AMP autocast not faster than FP32

CUDA operations are executed asynchronously, so you would have to synchronize the code before starting and stopping the timer. The torch.utils.benchmark utility provides this functionality as well as e.g. warmup iterations.

Still not seeing speed up.

import torch
from torch.cuda.amp import autocast
print(torch.__version__)

!nvidia-smi

from transformers import AutoModel
model = AutoModel.from_pretrained('bert-base-uncased').to(1)
model.train()

x=torch.randint(0,1000, (8,128)).to(1)

def autocast_forward(model, x, fp16 = False):
    with autocast(enabled = fp16):
        return model.forward(x)


import torch.utils.benchmark as benchmark

t0 = benchmark.Timer(
    stmt='autocast_forward(model, x, False)',
    setup='from __main__ import autocast_forward',
    globals={'x': x, 'model':model})

t1 = benchmark.Timer(
    stmt='autocast_forward(model, x, True)',
    setup='from __main__ import autocast_forward',
    globals={'x': x, 'model':model})

print(t0.timeit(100))
print(t1.timeit(100))
<torch.utils.benchmark.utils.common.Measurement object at 0x7f9e30ccd520>
autocast_forward(model, x, False)
  19.95 ms
  1 measurement, 100 runs , 1 thread
<torch.utils.benchmark.utils.common.Measurement object at 0x7f9d9fa651c0>
autocast_forward(model, x, True)
  23.53 ms
  1 measurement, 100 runs , 1 thread

The 15% speedup seems to be low, as the FP16 kernels are not fully saturating the GPU, which is visible in the Nsight Systems profile in the whitespaces between kernel calls. While the FP16 cublas kernels are faster, the overall speedup is lower due to this.
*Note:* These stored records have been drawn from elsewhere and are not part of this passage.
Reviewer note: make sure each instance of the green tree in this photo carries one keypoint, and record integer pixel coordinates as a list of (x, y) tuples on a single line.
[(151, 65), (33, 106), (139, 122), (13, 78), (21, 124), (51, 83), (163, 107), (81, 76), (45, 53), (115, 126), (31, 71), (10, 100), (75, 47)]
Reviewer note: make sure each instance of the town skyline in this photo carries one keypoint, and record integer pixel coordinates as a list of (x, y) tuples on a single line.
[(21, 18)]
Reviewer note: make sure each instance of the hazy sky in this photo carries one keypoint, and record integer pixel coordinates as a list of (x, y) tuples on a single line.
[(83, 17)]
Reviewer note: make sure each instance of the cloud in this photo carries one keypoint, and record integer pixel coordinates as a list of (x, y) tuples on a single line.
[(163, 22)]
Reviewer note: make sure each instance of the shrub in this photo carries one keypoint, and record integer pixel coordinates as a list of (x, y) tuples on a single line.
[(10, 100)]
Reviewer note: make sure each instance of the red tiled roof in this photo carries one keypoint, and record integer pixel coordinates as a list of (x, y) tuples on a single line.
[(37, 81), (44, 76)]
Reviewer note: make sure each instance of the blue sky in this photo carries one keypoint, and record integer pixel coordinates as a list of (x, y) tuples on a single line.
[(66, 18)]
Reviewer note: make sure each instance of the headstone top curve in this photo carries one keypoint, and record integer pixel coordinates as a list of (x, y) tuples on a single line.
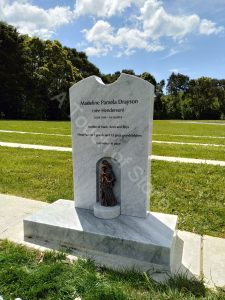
[(98, 80)]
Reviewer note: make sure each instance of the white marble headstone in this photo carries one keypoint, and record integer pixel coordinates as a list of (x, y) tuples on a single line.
[(114, 122)]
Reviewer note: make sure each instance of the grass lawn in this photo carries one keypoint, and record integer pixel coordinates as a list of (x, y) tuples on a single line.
[(32, 275), (163, 131), (37, 126), (194, 192), (189, 151)]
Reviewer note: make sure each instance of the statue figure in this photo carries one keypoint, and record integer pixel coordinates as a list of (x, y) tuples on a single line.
[(107, 181)]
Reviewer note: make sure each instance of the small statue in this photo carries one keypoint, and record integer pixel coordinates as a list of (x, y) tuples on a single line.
[(107, 181)]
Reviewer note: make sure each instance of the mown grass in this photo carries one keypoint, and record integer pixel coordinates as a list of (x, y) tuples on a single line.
[(43, 175), (37, 126), (189, 151), (32, 275), (49, 140), (190, 139), (179, 127), (167, 128), (194, 192)]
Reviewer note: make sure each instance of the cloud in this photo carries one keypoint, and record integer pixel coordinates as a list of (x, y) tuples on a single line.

I don’t see 15% speedup. autocast = false is faster than autocast=true

Ah, thanks. I’ve misunderstood the timings, but saw a minor speedup on an A100 using your benchmark.
In any case, it seems the workload is heavily CPU bound. Also there are some unexpected device_to_device kernels, so I’ll look into it a bit more.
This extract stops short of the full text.